Rearranging the deck chairs wont stop this ship sinking. A experienced leader of the Council – preferably an elected Mayor – needs to tell those in the ivory tower to step outside and deal with the real issues. The state of the high street, the train station and entry points in to our borough that are less than welcoming, the homeless, the gangs, the lack of cultural ambition, the appalling arrogance of those in charge and contempt for which they hold local residents – it all needs addressing now. Croydon Council needs Croydon people in its management team, how many of the directors are Croydon born and bred? How may have real connections and passion for our town? How many simply drive in and drive out? For how many is it simply a job?
This is clealy a step in the right direction. It sends the right message – which is so important. Those who call for a ‘flatter structure’ are muisguided, I feel. This is normally what junior staff want, but managing such disconnected and dislocated services in a local authority, where not all parts feel members of the whole needs strong, clear control.
A big organisation like Croydon with so many work areas, with large budgets, big impacts on people and the environment, needs effective management. That means– quite a few senior managers. Too few managers means managers who are just figureheads.
So called flat structures are in my opinion not effective. Yes, we need structures which allow people to develop their skills, knowledge, and take initiative.
In my considered opinion, the key need is for people at all levels in the organisation who have trained in and know deeply –and care about– the subjects for which they are responsible.
For example, which an be translated to any vocation or job area, including teaching and social work, if you have a love of architecture as a school student, and study to eventually become an architect (over 5 years) , and rise in experience and then responsibility for bigger projects, bigger budgets and more people over a period of years to become a senior architect…. well, that must be right.

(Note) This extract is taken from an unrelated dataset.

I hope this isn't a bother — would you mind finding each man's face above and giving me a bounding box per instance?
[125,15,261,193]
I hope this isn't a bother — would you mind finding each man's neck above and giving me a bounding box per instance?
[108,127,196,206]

Professionalism is a desirable concept–but people need a blend of vocation plus training plus experience plus ability to deal with problems (and avoid as many as possible) to become an effective professional.
No senior manager can be everything or know everything about every aspect of the work of the people in the teams below them, but they should know a lot about a lot, and be able to provide a framework for their sub-managers and staff to work to their best, and thrive. Generic “managers” who know little about specific subject areas are unlikely to be nearly as effective.
The key, cruch thing is whether the manager knows a good job or a bad job.
The people who draw up specifications and contracts need to know what they are doing and signing off –or it all ends up in tears.
Look at the bad examples of procurement around 20 years or so ago, under PFI. Yet there were no doubt also good PFI projects.
Too few managers is dangerous. Too many is expensive. At the risk of mixed metaphors, too many cooks spoil the broth. With too few, the broth gets burnt or boils over.
We need cooks who can cook. And I don’t mean the books.